One of the most interesting things I get to deal with at Unidesk is the integration and testing of different storage solutions for VDI. Local SAS, Local SSD, FusionIO, iSCSI SAS, NFS, etc etc. It’s been a ton of fun simply because there are so many disk configuration options out there and lots to learn about each one. But, what’s been most interesting to me lately is the idea of the Hybrid Storage Arrays that are a mix of traditional rotating disk and SSD.
Recently I have been involved with a couple of projects using these hybrid systems and through these was able to learn a little about how they work and what you should ask about when buying one. I figured this quick note would be useful to others just starting to look at the hybrid arrays.
First off, a little about the VDI workload (and you should note I am only thinking about the desktop workload at this point, nothing else). VDI desktops have been killing arrays since the first batches were brought on-line. They typically will have higher disk IO requirements than virtualized servers, they will often have more WRITES in the read:write ratio than virtualized servers will, they tend to boot and be most active in large groups, and finally there are just more desktops than there are servers, thus more IO!
Hybrid arrays can be found almost everywhere now and info on how they work is available (here's some on EMCs FAST). EMC FAST is one offering out there (image below) along with products like the XVS system from Equallogic.
Understanding that desktop IO and disk requirements are different than servers is your first step in buying an array to support your VDI project. A lot has been written about disk requirements in the last 2 years, but my favorite is still Ruben Spruijt’s (@rspruijt on twitter) article on how storage design impacts your VDI environment. If you haven’t heard of this problem start there… then come back :-)
Now with a basic understanding of VDI storage needs, we need to take a quick peek at the arrays themselves. Typically the arrays are a mix of SAS or SATA drives and some small percentage of SSD. From a straight drive perspective you may even see configs where the number of SSD drives equals the number of SAS or SATA drives. But from a writable storage perspective (due to the size of the drives) the SSD may only be 10 or 20% of the total usable space. In larger arrays this is even configurable by purchasing more trays of SDD. (Cha-CHING $$$$)
But the pure mixing of SSDs and SAS drives isn’t what makes a Hybrid array useful. It’s the movement of “hot” data to handle IO load that makes them special. And this is where the key questions come in…
How are large numbers of writes (even random writes) handled?

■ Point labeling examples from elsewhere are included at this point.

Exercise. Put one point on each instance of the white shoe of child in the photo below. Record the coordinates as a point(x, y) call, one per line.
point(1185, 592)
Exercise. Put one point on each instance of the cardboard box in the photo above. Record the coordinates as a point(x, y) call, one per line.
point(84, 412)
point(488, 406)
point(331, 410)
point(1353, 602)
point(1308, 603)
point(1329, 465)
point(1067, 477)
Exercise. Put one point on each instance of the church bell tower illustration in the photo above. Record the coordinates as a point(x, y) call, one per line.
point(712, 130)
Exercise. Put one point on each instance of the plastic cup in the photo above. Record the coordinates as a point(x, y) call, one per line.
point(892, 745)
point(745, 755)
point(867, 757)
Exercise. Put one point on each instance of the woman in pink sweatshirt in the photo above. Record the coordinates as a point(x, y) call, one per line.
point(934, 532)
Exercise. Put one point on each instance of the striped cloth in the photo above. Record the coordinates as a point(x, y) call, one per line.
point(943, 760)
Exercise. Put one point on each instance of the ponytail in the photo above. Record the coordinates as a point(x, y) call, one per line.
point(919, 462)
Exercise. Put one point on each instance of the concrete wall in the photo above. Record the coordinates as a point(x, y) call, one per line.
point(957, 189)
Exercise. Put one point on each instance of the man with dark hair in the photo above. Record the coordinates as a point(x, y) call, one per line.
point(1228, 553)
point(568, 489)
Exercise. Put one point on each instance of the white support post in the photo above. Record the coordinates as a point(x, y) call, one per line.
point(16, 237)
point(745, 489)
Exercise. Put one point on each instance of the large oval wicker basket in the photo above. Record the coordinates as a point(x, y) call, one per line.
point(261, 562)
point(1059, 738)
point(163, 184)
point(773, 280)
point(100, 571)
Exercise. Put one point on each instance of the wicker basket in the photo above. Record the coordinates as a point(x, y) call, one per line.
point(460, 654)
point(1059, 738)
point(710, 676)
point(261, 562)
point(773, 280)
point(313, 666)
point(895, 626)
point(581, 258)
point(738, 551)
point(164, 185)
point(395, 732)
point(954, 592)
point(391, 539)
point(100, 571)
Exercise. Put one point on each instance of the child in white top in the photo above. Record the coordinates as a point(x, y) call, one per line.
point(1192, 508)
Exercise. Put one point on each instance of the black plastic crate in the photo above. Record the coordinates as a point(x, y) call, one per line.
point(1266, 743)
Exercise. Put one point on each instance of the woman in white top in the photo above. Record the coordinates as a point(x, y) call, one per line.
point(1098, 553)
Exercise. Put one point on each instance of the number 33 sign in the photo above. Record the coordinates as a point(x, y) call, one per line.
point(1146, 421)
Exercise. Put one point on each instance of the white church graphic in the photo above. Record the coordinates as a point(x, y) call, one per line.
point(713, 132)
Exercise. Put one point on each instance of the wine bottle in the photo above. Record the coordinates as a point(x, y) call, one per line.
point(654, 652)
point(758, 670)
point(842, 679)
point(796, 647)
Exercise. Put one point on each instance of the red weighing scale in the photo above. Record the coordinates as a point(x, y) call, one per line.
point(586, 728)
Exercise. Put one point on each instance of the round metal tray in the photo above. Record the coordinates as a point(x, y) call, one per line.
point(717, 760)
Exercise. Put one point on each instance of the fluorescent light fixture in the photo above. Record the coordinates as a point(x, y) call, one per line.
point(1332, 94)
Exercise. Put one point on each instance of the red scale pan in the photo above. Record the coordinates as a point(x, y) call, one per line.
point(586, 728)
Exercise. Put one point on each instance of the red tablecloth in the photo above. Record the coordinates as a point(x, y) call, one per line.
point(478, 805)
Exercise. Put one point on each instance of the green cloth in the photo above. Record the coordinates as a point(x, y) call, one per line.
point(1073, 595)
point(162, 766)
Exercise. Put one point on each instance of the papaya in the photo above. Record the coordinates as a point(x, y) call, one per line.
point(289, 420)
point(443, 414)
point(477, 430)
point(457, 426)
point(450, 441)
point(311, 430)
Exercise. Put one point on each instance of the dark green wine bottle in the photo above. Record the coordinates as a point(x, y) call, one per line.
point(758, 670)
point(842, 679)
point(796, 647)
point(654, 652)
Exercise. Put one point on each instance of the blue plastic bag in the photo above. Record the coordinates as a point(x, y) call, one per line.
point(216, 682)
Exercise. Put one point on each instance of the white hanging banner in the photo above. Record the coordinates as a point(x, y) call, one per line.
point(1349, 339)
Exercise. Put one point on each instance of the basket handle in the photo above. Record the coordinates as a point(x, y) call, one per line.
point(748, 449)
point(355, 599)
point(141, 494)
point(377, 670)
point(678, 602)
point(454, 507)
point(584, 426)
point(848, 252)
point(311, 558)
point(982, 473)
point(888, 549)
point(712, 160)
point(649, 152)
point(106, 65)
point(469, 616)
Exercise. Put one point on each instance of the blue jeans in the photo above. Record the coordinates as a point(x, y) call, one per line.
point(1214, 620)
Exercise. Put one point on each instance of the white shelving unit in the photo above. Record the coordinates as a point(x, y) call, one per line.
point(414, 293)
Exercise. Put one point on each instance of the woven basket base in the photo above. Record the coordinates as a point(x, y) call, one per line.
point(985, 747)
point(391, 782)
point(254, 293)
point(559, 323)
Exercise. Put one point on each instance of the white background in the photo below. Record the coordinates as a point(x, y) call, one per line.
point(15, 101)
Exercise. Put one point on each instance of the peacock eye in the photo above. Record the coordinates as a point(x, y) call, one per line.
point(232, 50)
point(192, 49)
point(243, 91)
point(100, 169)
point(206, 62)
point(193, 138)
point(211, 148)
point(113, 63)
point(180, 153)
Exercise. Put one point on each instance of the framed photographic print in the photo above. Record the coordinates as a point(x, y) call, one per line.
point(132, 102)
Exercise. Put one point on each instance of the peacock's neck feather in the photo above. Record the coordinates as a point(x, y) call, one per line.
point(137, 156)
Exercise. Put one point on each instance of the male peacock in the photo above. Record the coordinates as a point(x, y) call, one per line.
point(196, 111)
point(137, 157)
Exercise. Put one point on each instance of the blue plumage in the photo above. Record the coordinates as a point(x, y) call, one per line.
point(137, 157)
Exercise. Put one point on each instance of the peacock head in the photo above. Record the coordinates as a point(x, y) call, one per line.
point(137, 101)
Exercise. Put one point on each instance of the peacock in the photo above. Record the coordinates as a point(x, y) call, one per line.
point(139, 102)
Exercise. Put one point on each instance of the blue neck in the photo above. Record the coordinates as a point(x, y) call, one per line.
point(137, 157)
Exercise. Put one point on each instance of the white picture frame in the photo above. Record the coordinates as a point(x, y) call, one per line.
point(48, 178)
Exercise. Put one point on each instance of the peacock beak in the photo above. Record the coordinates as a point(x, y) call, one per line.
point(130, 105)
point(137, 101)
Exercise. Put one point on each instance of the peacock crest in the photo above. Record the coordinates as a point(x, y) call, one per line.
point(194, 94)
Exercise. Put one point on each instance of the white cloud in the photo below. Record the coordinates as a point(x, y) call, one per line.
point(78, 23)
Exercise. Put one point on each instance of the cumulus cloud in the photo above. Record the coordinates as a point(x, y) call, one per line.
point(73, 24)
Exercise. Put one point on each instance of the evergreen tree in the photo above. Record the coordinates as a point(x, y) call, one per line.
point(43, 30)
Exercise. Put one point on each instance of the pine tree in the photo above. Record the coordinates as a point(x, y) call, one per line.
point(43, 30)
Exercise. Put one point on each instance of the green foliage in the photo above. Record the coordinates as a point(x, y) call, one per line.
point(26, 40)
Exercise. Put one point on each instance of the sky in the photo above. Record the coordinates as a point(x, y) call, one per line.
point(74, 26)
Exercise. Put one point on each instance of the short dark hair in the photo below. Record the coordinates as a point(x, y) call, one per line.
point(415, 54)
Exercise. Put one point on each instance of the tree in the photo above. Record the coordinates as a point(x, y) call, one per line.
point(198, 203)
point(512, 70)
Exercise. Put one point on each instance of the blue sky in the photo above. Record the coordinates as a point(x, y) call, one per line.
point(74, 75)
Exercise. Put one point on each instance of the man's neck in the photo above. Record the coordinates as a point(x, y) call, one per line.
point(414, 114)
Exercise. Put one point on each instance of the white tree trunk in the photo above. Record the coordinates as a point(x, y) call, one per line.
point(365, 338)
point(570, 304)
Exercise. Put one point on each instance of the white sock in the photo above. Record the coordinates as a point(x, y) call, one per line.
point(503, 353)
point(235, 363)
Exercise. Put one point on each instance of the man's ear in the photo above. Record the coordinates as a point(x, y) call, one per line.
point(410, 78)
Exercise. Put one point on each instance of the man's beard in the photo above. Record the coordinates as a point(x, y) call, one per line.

This is important because it has nothing to do with hot data! As noted before VDI is heavier on writes than virtualized servers often are. And when a whole bunch of users login and start pounding the keyboard at 9 am the number of writes generated there will be larger than your typical server cluster. So how will the array handle that? Does it simply let the writes land on whatever disk they are were destined for? Is there a cache for writes? If so how does that work and how many random writes can it handle? All this SSD is useless for serving up IO if every morning the write IO kills the rotating media and grinds the array to a halt.
What is “Hot” data in their array?
This is an interesting one, because the first thing to understand is that hot data is often NOT Write traffic. Remember for an array to be aware of whether data is hot or not it has to have the data already and have historical info regarding the IO. Newly written data will often not have that info. Even if you are changing existing “hot” data in the world of transient desktops and streaming apps, you are more than likely writing to a different location than yesterday(this is why the previous question is important). So what is ‘hot’ data?
Hot data is often READ data. So how does the system define HOT data? Number of IOs against the data? Are their Tiers to it? Does it require that it live on the array for a specific amount of time before being considered? If so, so how long is that wait? Understand what the array will see as hot and you can begin to see if it fits your needs or not.
How does the data move between the SSD and the rotating disks?
Here is where it gets fun. Once data is marked hot, what makes it move to the SSD drives? And if data is moving because it is 'hot' how much of it is moved at a time? Can you move small amounts of “hot” data? Like 10 or 20 or 50MB read by every desktop? Or can it only move 512MB, 1 or 2GB at a time? If it only moves in large chunks (think 1GB here) what determines that? I mean I may have 100MB of HOT data for boots in that 1GB space is that enough to move then entire 1GB? And do we want to?
How much and what it moves becomes important when you think about how much SSD there is in the system. You may only have 10 or 20% of your usable disk space in SSD and getting the truly hot pages (the shared images or in Unidesk land Shared Layers) into SSD is really key.
The whole trick with Hybrid Arrays is to leverage the more expensive SSD to serve up IO, while still keeping costs in check by using SAS or SATA to store the data that is not getting pounded. For this to work the storage array you pick should match the needs of your VDI environment and be able to do the following:
- Handle the Writes! If the writes don’t see a benefit of the SSD you are missing half their value
- Mark data as ‘hot’ appropriately and in a timely manner to have an impact on the changing/spikey workloads of desktops (ie no users at 7 am, 500 users login at 8am…)
- Move that hot data to SSD efficiently (and quickly) this should be measured in minutes not hours.
Hope this helps. Happy shopping!